Inklusion

Klaus Hebborn (Städtetag Nordrhein-Westfalen): Ich will gerne versuchen, sehr kurz auf die Fragen zu antworten. ­ Zunächst erlaube ich mir eine Bemerkung zu dem Begriff Rückbau. Ich finde es zu einseitig, bei Demografie nur von Rückbau im Sinne negativer Entwicklungen zu sprechen.

(Prof. Dr. Bernd Zymek [Institut für Erziehungswissenschaft der Westfälischen Wilhelms-Universität, Münster]: Rückbau und Umbau!)
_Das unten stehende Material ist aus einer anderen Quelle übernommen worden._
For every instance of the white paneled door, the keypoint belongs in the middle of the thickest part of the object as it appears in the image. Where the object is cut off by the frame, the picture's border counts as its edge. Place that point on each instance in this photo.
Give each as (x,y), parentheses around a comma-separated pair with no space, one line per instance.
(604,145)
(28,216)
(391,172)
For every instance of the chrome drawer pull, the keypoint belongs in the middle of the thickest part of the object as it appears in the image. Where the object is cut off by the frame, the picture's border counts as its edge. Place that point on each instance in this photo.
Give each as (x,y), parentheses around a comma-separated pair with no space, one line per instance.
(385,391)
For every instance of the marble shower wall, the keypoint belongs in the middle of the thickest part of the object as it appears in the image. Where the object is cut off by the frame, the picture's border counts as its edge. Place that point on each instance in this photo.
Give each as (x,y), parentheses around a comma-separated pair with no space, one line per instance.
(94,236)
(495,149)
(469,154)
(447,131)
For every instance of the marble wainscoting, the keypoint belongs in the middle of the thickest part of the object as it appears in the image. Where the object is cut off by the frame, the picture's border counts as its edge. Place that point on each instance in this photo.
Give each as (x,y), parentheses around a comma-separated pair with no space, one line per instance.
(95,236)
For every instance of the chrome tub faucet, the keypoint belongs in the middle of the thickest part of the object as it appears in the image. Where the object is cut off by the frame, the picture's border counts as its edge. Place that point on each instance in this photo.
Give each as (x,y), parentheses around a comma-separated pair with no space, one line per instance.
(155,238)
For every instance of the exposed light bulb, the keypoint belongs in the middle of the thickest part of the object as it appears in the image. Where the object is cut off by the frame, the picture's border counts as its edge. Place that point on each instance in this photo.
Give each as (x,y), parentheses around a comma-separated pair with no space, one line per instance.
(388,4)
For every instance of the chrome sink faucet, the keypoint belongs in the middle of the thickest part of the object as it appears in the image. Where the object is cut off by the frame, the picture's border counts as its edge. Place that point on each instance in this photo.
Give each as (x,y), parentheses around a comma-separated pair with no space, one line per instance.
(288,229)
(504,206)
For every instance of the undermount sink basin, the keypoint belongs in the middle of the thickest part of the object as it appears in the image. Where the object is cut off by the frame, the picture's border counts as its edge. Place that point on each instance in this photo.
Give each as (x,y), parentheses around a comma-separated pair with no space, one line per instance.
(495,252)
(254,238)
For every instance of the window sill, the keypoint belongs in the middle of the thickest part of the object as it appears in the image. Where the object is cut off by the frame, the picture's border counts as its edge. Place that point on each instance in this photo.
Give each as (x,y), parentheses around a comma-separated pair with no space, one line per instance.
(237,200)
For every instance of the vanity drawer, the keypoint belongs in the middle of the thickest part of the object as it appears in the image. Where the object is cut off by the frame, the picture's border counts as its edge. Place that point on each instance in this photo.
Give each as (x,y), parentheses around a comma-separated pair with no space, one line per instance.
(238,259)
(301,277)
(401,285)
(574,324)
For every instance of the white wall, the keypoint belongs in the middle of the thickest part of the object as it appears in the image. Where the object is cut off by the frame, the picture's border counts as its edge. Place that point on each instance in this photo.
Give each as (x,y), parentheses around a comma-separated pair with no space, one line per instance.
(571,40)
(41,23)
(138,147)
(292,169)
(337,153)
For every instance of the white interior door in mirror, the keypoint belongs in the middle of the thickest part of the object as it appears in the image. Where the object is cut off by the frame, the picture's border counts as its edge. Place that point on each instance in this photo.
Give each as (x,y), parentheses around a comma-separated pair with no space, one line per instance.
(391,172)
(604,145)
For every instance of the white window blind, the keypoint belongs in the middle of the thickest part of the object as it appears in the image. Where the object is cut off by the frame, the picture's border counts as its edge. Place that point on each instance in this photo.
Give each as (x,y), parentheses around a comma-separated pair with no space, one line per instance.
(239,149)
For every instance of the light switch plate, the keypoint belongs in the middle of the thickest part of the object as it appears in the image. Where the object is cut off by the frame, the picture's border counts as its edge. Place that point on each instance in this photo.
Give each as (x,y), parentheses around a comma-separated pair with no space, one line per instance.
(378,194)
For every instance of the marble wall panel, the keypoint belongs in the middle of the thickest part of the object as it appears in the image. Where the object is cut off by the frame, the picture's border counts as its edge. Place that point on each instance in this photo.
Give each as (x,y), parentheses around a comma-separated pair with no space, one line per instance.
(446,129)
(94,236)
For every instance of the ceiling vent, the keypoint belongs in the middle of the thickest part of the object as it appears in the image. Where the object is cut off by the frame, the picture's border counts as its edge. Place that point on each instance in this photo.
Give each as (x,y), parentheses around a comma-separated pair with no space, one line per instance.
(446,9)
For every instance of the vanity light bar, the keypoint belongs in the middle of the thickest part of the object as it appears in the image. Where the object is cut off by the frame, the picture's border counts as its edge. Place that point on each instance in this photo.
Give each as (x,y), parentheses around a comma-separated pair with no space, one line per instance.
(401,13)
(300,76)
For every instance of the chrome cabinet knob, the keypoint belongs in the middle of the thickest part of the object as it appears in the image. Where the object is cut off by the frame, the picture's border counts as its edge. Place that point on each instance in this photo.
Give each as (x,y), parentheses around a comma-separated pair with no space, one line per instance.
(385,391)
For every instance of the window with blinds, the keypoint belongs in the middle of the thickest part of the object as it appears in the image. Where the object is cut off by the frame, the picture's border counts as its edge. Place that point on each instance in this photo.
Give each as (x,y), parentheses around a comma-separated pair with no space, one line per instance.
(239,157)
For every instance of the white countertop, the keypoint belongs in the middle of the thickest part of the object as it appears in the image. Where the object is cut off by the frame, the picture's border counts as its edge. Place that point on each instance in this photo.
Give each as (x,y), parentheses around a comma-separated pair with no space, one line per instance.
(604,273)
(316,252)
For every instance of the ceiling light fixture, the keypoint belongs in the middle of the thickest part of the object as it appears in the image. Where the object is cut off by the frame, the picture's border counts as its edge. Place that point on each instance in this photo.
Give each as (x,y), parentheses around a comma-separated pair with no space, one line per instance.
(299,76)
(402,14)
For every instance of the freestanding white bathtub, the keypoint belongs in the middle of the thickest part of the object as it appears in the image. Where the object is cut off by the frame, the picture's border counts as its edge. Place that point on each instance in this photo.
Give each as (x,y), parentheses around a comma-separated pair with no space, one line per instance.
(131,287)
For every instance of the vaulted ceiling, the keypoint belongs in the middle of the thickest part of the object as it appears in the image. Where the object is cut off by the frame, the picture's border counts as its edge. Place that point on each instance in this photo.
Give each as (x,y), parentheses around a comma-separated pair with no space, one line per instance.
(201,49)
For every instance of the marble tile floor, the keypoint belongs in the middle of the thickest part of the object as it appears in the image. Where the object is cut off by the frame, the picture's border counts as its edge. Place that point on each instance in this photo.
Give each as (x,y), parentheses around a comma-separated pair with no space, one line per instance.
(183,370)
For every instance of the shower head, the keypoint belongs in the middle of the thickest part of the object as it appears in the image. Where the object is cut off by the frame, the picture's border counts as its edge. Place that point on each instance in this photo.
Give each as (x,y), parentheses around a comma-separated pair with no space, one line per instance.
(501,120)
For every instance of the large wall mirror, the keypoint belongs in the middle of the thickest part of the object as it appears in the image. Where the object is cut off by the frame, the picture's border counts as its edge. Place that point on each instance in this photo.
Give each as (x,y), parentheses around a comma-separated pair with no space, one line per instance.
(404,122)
­ Ich wollte es nur einmal sagen. Unter unseren Mitgliedern gibt es nämlich auch Städte, die Zugewinne haben werden. Das sind zum Beispiel die ganzen Städte auf der Rheinschiene ­ Bonn, Köln, Düsseldorf usw. ­, aber auch eine Reihe von Städten im kreisangehörigen Raum. Hier bedeutet die demografische Entwicklung also nicht nur Rückbau. Natürlich ist aber richtig, dass es in der Gesamtsicht zum Teil Rückbau ist ­ aber auch Umbau.

Darauf basiert meine nächste Bemerkung. Demografie ist auch eine Chance. Ich will jetzt nicht das oft gebrauchte Wort der Demografierendite bemühen. Dieser Begriff macht aber schon deutlich, dass mit diesen Veränderungen auch durchaus positive Entwicklungen in der Bildung erreicht werden können, wenn man es denn richtig macht. Dieser Hinweis ist mir wichtig.

Die Frage von Frau Hendricks lautete, wie die Kommunen mit den Konflikten umgehen. Unsere Mitglieder sind nun vor allen Dingen Großstädte, größere Städte und mittlere Städte. Unter ihnen ist eine gewisse Konkurrenz ­ ich will gar nicht von Konflikten sprechen ­ normal. Die Großstädte befinden sich alle in einer Konkurrenzsituation. So gibt es im Ruhrgebiet eine ganz verdichtete Konkurrenz. Sie ist normal und liegt im Übrigen in allen anderen Bereichen genauso vor, also auch bei der Wirtschaftsförderung und allen möglichen Dingen. Diese Konkurrenz ist im Übrigen nicht negativ zu sehen; denn sie befördert durchaus auch Entwicklungen. Unser Eindruck ist, dass sich diese Konkurrenz gerade auch in der Bildung in Form eines zusätzlichen kommunalen Engagements positiv niederschlägt. Insofern muss man versuchen, trotz dieser Situation tragfähige Modelle zu finden. Dorthin kommt man aber nur mit Kompromissen. Bei unserem Vorschlag handelt es sich um ein sehr pragmatisches Kompromissmodell, das auch den unterschiedlichen politischen Verantwortlichkeiten Rechnung zu tragen versucht.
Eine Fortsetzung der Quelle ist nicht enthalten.